One of the things I find challenging in the Lives of Saints and Blesseds is their struggle with being men (or women) of their age: Chrysostom could have been called with some justice an anti-Semite; Augustine an incompletely-converted Manichee or a proto-Calvinist; Charles de Foucauld a French imperialist (up to the end: had a cache of French military weapons in his hemitage at the time of his death, 1916); Cyril of Alexandria a mobocrat; Josemaria Escriva a Fascist; Thomas More a burner of heretics; John Paul II a naive gull of corrupt clergy --- I could go on.
I love all these men. They distanced themselves slowly and imperfectly from the sins of their age. They can be faulted for where they came from. I am far more interested in where they were going.
Here I say Finis. Peace to you. Peace to the soul of Dorothy Day.
In closing, I note that again you shift from the subject (Day) to others. As “what’s up” remarked in post 14, “You seem to be missing the point.” Your comments confuse the issue. For example, it’s nice to know you believe (post 11) the wage system is “not immoral” or “condemned”—it’s too bad that neither Day nor Peter Maurin would share your view.

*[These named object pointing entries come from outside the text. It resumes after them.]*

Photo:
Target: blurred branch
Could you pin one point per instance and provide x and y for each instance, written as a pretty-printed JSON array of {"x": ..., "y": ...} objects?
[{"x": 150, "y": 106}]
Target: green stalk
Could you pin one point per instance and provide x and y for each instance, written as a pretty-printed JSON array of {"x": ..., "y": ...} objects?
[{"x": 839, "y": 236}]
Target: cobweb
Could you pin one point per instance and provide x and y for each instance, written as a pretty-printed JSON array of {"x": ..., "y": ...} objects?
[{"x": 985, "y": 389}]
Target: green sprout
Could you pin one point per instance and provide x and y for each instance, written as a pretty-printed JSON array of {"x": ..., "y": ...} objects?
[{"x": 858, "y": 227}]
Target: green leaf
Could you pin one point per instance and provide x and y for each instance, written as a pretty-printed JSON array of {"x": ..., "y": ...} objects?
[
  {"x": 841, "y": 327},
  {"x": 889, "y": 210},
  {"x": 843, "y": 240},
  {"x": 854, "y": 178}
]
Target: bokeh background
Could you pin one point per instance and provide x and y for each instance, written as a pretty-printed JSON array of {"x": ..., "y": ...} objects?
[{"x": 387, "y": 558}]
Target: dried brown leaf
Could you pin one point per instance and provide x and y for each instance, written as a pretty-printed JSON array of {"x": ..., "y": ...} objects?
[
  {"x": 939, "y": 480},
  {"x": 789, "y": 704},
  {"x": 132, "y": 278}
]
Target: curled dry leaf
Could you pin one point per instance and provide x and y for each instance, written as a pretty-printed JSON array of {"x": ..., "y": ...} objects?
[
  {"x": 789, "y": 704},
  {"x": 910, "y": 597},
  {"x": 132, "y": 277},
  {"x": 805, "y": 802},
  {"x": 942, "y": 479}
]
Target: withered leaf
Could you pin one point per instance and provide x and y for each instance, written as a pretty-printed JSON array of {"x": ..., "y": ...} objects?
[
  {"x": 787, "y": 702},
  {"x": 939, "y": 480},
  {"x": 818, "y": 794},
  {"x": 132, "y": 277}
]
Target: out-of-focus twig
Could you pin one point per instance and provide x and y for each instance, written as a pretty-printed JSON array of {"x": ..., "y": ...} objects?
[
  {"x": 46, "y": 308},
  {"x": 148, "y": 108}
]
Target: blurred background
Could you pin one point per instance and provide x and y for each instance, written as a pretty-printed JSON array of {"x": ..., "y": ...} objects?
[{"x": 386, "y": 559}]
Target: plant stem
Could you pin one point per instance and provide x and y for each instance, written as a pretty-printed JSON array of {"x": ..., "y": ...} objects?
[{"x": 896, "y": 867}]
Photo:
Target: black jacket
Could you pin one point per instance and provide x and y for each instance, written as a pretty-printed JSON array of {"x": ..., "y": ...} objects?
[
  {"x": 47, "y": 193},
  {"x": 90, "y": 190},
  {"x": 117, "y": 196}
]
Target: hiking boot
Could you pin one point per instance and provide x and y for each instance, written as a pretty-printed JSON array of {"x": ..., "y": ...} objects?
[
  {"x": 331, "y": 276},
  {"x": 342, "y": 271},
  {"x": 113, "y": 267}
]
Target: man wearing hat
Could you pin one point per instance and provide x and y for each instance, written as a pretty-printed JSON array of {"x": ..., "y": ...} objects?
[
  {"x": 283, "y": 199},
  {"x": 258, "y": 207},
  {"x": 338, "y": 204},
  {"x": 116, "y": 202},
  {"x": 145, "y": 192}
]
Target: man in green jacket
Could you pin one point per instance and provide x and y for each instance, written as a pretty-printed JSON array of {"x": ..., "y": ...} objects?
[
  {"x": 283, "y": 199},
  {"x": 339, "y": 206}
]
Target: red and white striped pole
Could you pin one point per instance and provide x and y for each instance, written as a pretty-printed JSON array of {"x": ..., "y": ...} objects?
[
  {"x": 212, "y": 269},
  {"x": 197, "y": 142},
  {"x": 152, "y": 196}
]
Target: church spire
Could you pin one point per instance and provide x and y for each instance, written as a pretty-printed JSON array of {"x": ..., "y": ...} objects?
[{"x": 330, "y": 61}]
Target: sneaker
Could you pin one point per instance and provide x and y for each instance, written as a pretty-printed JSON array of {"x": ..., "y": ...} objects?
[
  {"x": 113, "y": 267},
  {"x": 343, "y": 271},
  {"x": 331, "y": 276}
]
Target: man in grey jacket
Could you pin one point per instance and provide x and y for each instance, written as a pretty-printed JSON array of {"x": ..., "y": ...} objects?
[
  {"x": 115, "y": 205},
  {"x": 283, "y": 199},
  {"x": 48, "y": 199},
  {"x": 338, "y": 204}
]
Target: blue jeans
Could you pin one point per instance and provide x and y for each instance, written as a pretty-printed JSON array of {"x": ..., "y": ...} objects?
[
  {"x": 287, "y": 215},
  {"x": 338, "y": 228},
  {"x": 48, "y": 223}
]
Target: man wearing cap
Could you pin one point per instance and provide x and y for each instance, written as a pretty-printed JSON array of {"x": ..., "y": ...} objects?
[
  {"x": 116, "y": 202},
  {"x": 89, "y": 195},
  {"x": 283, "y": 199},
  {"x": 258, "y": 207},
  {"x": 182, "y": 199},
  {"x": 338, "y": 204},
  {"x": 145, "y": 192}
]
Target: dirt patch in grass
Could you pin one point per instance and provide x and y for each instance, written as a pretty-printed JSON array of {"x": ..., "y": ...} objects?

As Carol Byrne points out in “Complete Supplementary Notes to ‘The Catholic Worker [CW} Movement (1933-1980): A Critical Analysis,’’ for page 152:
Day stated that Peter shocked people by calling for an abolition of the wage system in CW May 1953.In CW April 1963, Day quoted Peter Maurin who reiterated the expression fire the bosses and also Work not Wages, Labour is not a commodity to be bought and sold.
Byrne’s notes can be read online at “Dorothy Day Another Way.”